As the fears of default loom large on the world’s largest economy, US President Joe Biden has said that the circumstances are not at the point where the 14th Amendment needed to be invoked to avoid the country defaulting on its loans.
It is implied from his comments that the Biden Administration has retained the option to invoke the amendment were the country to go into default on June 1.
Joe Biden while talking in an interview with MSNBC said: “I’ve not gotten there yet.”
There is not much time left for the polarized Congress to raise the debt ceiling of $31.4 trillion with the warning coming from the Treasury Department that it could not be able to pay its loans back as soon as June 1.

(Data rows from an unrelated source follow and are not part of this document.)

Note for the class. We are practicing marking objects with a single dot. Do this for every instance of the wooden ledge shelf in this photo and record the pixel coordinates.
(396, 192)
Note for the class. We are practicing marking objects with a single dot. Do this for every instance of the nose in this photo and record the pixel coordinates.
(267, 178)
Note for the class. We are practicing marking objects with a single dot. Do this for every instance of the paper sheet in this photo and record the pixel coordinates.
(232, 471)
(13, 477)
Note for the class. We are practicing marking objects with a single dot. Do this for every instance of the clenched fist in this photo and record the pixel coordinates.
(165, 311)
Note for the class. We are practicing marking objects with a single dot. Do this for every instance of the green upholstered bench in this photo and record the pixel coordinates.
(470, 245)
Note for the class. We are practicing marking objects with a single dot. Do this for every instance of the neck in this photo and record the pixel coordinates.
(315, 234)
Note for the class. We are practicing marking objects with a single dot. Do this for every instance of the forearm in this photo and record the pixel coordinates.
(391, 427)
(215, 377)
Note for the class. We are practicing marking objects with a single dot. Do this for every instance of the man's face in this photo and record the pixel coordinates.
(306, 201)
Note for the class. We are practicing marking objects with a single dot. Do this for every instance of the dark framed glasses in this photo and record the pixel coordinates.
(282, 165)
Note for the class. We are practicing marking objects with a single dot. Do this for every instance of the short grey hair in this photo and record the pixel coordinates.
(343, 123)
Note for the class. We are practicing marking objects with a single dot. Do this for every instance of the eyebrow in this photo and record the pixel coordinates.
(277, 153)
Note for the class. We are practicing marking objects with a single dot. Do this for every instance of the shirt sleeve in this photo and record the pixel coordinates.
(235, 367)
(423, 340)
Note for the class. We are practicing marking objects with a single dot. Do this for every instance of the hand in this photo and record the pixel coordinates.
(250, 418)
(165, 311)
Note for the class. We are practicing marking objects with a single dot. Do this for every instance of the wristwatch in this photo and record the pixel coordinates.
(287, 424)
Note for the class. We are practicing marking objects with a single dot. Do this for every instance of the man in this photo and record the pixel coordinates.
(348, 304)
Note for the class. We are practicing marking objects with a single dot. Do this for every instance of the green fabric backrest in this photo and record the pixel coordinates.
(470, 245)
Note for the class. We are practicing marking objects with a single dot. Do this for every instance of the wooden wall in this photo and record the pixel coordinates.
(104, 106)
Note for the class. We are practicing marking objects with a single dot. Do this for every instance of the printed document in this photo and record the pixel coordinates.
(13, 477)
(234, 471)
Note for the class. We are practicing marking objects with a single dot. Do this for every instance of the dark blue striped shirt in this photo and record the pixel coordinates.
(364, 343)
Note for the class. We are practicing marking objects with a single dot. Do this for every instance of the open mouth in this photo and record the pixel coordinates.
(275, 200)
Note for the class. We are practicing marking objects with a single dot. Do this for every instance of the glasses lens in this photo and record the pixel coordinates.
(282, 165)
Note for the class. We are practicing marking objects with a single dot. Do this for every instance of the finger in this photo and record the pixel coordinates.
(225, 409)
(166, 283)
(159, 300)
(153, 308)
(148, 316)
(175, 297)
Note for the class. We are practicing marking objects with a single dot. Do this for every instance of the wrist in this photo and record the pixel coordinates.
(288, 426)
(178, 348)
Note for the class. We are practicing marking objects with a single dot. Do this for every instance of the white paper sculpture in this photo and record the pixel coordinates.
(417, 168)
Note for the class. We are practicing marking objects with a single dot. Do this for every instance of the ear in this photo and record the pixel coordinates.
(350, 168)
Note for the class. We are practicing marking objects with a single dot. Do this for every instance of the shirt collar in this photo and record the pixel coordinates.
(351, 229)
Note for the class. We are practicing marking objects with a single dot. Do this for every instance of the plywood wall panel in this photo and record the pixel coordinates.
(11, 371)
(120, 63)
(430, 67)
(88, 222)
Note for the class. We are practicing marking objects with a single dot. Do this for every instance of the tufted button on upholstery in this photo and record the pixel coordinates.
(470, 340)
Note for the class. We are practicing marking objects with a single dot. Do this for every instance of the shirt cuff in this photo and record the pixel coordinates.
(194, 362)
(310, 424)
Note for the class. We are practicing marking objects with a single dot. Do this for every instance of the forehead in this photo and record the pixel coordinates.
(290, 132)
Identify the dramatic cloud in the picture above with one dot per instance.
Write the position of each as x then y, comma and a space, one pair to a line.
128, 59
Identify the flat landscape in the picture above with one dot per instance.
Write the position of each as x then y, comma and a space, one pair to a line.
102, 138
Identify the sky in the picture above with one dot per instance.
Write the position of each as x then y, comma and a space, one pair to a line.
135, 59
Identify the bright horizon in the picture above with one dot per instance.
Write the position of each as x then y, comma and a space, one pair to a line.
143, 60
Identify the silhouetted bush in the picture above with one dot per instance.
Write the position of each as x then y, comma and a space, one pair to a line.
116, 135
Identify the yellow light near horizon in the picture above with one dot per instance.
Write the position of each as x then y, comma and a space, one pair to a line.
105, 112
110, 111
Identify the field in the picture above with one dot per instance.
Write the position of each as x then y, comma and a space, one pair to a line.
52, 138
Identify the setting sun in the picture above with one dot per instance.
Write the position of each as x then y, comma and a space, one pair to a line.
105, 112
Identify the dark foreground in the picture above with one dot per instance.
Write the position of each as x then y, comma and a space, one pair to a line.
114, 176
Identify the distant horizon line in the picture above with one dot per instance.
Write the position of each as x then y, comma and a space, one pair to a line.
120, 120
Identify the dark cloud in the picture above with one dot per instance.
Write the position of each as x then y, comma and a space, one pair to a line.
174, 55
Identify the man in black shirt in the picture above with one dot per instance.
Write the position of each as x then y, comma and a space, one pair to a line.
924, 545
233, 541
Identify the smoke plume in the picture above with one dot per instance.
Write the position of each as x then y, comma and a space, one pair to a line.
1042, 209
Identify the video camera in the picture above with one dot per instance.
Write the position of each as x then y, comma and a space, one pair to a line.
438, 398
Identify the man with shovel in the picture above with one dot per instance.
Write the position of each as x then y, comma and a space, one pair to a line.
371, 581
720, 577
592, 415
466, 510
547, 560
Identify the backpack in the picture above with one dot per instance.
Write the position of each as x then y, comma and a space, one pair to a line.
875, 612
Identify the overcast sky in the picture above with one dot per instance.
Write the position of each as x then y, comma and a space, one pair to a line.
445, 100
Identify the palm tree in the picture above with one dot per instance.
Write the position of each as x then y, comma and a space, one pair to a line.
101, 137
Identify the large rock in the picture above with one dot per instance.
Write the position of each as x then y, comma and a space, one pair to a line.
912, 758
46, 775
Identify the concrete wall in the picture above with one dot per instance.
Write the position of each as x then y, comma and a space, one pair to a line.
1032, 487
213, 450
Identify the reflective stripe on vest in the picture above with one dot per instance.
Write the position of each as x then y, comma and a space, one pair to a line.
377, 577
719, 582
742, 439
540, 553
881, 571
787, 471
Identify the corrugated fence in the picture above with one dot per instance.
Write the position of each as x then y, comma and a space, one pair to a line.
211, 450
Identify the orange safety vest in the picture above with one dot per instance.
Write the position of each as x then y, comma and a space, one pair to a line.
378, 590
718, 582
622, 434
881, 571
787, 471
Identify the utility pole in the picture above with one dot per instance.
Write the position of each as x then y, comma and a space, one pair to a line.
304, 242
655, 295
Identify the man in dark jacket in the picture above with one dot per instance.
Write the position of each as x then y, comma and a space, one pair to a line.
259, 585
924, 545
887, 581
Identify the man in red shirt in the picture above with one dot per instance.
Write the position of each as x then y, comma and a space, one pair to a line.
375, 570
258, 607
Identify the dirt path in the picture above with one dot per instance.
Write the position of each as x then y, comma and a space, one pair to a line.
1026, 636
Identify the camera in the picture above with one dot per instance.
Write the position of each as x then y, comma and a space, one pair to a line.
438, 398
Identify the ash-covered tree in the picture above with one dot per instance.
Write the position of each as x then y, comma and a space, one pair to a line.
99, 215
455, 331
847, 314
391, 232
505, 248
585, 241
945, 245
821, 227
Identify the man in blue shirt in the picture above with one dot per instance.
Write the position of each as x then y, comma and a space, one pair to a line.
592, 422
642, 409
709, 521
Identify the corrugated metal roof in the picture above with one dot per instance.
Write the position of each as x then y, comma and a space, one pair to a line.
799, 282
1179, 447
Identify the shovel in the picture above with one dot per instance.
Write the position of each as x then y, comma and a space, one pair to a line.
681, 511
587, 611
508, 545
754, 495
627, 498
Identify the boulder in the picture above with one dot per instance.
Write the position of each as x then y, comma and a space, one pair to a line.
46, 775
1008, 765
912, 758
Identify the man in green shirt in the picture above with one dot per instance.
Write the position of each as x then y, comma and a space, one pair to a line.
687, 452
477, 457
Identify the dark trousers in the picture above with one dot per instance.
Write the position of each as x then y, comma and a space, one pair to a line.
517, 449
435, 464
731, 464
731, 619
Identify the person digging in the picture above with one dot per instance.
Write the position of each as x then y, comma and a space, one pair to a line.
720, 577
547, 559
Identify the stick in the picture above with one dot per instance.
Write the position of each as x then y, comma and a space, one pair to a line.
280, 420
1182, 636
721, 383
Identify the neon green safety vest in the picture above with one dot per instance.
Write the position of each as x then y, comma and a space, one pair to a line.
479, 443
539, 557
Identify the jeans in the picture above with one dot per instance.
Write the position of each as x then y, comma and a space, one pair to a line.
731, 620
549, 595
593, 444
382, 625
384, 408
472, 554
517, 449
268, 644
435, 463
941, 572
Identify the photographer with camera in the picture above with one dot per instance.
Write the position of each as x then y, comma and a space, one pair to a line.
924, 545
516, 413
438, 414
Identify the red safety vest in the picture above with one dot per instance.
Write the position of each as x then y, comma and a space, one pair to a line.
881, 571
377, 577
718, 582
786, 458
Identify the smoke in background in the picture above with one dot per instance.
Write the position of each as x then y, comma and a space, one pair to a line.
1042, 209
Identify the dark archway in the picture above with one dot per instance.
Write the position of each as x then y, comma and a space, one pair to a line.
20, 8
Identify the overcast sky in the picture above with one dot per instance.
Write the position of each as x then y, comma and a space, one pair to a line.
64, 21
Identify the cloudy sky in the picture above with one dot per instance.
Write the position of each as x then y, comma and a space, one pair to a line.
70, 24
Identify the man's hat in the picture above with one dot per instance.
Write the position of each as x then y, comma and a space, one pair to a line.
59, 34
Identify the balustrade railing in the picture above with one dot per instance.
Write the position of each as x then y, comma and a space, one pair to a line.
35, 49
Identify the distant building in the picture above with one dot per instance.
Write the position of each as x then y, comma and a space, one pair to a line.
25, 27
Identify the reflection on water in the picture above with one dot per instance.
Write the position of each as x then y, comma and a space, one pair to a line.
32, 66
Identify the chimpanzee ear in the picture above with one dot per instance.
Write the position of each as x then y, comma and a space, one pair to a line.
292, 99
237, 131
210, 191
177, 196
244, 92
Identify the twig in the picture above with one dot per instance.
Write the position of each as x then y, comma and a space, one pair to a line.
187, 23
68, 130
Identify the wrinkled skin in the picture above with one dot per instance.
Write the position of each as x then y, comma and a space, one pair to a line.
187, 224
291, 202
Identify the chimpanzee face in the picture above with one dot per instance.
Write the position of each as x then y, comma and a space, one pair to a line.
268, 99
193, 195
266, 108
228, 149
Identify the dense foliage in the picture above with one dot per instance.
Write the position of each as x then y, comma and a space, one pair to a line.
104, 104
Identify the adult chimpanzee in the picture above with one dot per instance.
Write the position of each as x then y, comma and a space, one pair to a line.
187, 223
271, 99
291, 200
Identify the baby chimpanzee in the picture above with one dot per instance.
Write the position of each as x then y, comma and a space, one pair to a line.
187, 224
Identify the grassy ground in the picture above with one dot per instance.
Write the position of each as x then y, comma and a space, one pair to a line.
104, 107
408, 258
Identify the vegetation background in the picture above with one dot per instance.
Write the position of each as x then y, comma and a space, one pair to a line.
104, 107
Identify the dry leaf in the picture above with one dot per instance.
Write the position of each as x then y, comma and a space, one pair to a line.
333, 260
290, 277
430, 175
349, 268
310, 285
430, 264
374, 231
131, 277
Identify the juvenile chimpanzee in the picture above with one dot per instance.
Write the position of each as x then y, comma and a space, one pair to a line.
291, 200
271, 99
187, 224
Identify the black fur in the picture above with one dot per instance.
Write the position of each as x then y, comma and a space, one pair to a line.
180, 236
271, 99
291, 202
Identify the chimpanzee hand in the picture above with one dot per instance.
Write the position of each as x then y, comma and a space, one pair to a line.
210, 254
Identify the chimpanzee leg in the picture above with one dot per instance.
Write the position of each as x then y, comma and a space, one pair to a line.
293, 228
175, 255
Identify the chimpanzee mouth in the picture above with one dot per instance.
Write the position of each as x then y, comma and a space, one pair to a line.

If Congress fails to act, some legal experts say, Biden, 80, has another option to avert a crisis: “Invoke the 14th Amendment to the US Constitution to ensure the United States can continue to pay its bills.”
The Fourth Amendment of the US Constitution adopted after the 1861-1865 Civil War, notes that the “validity of the public debt of the United States … shall not be questioned.”
But the clause has been largely unaddressed by the courts.
Experts have recommended that Biden could invoke this amendment to raise the debt ceiling on his own if Congress does not act. That would almost certainly lead to prolonged legal wrangling, which could unsettle financial markets
A person briefed on those discussions was quoted by Reuters as saying: White House and other administration officials have examined the possibility but many have dismissed it as a last-ditch solution unlikely to survive a court challenge.
Top Republicans and Biden alongside other Democrats from Congress will discuss Tuesday next week to try to put an end to the three-month standoff over the federal debt ceiling and prevent a crippling default before the end of the month.
The positions maintained by both sides are: Biden is calling on lawmakers to raise the federal government’s self-imposed borrowing limit without conditions, and Republican House Speaker Kevin McCarthy says his chamber will not approve any deal that doesn’t cut spending to address the nation’s growing budget deficit.